Program RTLH Disrumkim Depok, Harapan Warga yang Tersandera Birokrasi

  • Bagikan
Acara realisasi program RTLH Disrumkim Kota Depok di Kecamatan Pancoran Mas Kota Depok.(Foto : Edisi.id)
Acara realisasi program RTLH Disrumkim Kota Depok di Kecamatan Pancoran Mas Kota Depok.(Foto : Edisi.id)

Depok | Edisi.id – Program Rumah Tidak Layak Huni (RTLH) besutan Disrumkim Kota Depok kian menjadi sorotan. Alih-alih menjawab kebutuhan dasar, program ini justru menyisakan paradoks yakni : warga miskin dipaksa menunggu hingga tiga tahun dalam antrean, sementara kondisi rumah mereka semakin membahayakan keselamatan.

Penundaan bantuan ini mencerminkan lemahnya tata kelola birokrasi.
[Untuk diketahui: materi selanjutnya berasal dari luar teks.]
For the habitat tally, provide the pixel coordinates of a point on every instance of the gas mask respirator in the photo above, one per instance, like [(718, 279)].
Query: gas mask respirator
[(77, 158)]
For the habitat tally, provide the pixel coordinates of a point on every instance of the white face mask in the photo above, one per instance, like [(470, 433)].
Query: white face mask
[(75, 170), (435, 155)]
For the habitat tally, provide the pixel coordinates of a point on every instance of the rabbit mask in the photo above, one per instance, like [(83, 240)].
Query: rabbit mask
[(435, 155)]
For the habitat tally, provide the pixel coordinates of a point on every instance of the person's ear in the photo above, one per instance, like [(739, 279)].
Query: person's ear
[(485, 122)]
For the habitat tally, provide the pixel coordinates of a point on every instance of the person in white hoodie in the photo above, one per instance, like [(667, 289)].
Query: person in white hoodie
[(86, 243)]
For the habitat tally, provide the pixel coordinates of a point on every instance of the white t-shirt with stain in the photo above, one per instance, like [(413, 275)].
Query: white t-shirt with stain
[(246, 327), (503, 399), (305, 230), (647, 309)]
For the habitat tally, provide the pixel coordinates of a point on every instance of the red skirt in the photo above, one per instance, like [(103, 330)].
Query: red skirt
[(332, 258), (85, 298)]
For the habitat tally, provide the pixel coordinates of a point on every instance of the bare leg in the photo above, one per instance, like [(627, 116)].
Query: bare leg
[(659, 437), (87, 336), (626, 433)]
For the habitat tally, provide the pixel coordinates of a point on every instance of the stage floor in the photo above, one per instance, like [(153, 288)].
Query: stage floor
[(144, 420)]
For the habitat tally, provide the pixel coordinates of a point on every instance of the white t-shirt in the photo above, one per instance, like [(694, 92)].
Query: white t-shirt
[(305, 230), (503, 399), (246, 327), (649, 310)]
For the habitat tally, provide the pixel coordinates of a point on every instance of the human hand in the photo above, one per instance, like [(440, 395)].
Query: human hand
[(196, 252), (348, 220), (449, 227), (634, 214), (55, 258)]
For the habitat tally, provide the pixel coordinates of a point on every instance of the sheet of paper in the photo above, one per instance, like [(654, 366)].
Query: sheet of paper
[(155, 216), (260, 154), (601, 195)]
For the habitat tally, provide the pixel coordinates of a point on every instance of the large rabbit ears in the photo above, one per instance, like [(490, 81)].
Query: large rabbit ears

Program yang mestinya hadir sebagai solusi cepat berubah menjadi beban psikologis bagi kelompok rentan, sekaligus menegaskan kegagalan pemerintah daerah merespons urgensi hak dasar warganya.

Dalam perspektif kebijakan publik, keterlambatan berlarut adalah bentuk abai negara terhadap mandat konstitusional. Hunian layak bukan sekadar kebutuhan fisik, melainkan hak sosial yang dijamin UUD 1945. Ketika pemerintah tidak mampu memenuhi kewajiban ini, prinsip keadilan sosial hanya tinggal slogan.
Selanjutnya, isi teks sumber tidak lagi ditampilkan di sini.